II.1.  Revisión de las resoluciones de rechazo e improcedencia in limine por la Comisión de Admisión del Tribunal Constitucional Plurinacional en las acciones de defensa

       

          Este Tribunal en cuanto a la competencia de la Comisión de Admisión para resolver las resoluciones de rechazo e improcedencia in limine que declaren los jueces o tribunales de garantías en las acciones de defensa (acciones de amparo constitucional, de protección de privacidad, de cumplimiento y popular), conforme a los principios y valores que sustenta nuestra Ley Fundamental, el mandato de justicia pronta y oportuna previsto en los   arts. 115.II y 178 de la CPE, el principio de celeridad que rige a la justicia constitucional dispuesta en los arts. 3.11 de la Ley del Tribunal Constitucional Plurinacional (LTCP) y 3.6 del CPCo, con el propósito de efectivizar la justicia constitucional, establecen que las resoluciones emitidas en las acciones de defensa, acción de amparo constitucional, acción de protección de privacidad, acción de cumplimiento, acción popular, en la que los jueces o tribunales de garantías: 1. Rechacen la acción, ya sea por incumplimiento de requisitos de fondo o por falta de subsanación de los requisitos de forma, o 2. Declaren la improcedencia in limine, por alguno de los supuestos de improcedencia establecidos en los arts. 53, 54, 55, 62 y 66 del CPCo, deben ser revisadas por la Comisión de Admisión de este Tribunal, dada la naturaleza de las funciones que le asigna la Ley, siempre que las mismas hayan sido impugnadas oportunamente.

II.2. Requisitos de admisibilidad de la acción de amparo constitucional

El análisis de los requisitos de admisibilidad, comprende un plano distinto al examen de las causales de improcedencia reglada, previsto por el art. 53 del CPCo, por ello su estudio es posterior; en ese sentido, constatada la inexistencia de causales de improcedencia, corresponde ingresar a verificar los requisitos de admisión establecidos en el art. 33 del citado Código, los cuales son:

“1.     Nombre, apellido y generales de quien interpone la acción o de su representante legal, acompañando en este último caso, la documentación que acredite su personería.

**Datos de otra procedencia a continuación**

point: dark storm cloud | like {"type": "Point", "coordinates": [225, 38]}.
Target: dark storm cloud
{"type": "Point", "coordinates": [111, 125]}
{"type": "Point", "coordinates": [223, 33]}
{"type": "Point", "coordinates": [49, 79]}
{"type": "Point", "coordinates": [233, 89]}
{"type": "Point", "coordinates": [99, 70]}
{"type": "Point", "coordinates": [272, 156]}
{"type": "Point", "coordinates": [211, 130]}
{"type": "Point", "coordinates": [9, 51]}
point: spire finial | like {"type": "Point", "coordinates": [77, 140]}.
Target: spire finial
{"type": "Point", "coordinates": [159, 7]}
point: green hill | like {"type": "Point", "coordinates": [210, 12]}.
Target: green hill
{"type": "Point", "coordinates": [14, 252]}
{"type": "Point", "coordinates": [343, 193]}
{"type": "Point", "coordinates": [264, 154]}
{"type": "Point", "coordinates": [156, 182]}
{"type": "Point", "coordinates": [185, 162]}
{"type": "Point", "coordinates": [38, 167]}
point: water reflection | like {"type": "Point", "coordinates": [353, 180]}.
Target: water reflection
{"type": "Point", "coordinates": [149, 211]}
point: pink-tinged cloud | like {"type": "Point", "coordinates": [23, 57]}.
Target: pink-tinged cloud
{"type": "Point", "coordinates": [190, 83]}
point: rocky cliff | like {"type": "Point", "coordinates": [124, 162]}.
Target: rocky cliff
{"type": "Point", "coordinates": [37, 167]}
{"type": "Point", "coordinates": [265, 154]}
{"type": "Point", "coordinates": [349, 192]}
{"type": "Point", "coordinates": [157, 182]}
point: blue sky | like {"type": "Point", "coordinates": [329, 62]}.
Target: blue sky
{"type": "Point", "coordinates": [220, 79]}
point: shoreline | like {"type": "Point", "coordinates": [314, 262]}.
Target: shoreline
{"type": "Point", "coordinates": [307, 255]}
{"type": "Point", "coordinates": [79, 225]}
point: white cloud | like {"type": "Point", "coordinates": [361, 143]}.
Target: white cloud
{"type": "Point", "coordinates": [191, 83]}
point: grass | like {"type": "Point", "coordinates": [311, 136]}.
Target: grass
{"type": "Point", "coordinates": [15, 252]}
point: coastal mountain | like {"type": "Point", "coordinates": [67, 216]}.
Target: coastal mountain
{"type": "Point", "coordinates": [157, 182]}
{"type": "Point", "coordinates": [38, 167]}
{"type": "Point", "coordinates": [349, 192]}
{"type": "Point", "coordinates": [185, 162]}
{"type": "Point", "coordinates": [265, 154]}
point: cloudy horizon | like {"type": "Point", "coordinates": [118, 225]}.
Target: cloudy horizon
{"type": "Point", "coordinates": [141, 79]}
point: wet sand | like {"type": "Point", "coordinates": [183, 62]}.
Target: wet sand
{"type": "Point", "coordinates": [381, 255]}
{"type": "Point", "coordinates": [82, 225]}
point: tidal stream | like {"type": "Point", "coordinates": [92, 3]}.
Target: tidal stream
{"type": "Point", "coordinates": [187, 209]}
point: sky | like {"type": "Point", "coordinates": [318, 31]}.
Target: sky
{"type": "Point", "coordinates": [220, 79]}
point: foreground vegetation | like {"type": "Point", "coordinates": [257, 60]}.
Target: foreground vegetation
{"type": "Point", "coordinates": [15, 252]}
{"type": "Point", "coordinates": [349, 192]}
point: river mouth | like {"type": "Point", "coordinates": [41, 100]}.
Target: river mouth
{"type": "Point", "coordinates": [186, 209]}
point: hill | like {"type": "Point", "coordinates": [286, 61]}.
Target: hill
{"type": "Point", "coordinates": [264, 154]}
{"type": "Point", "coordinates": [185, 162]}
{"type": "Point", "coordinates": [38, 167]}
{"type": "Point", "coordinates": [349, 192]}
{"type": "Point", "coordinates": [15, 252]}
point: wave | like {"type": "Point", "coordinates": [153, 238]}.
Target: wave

En el caso de terceras personas que tengan interés legítimo, deberán acreditar el interés alegado. Además, deberá indicarse la dirección de un correo electrónico a otro medio alternativo de comunicación inmediata.

2.      Nombre y domicilio contra quien se dirige la acción, o los datos básicos para identificarla o identificarlo, así como, en el caso de que se conozca, el lugar dónde pueda ser notificada o notificado.

3.      Patrocinio de abogado cuando corresponda, o en su caso la solicitud de defensor público.

4.      Relación de hechos.

5.      Identificación de los derechos o garantías que se consideren vulnerados.

6.      Solicitud, en su caso, de medidas cautelares.

7.      Las pruebas que tengan en su poder o señalamiento del lugar donde se encuentren.

8.      Petición”.

Siguiendo con el análisis del artículo mencionado, el cumplimiento de los requisitos de admisibilidad deberá ser observado por el juez o tribunal de garantías, así como por el Tribunal Constitucional Plurinacional, en revisión, considerando a su vez las emergencias de su incumplimiento, como el caso de la inexistencia de la relevancia procesal, lo cual es necesario que el accionante exprese con claridad y precisión, mediante el razonamiento desde el punto de vista causal de los requisitos establecidos en los numerales 4, 5 y 8 del art. 33 del CPCo.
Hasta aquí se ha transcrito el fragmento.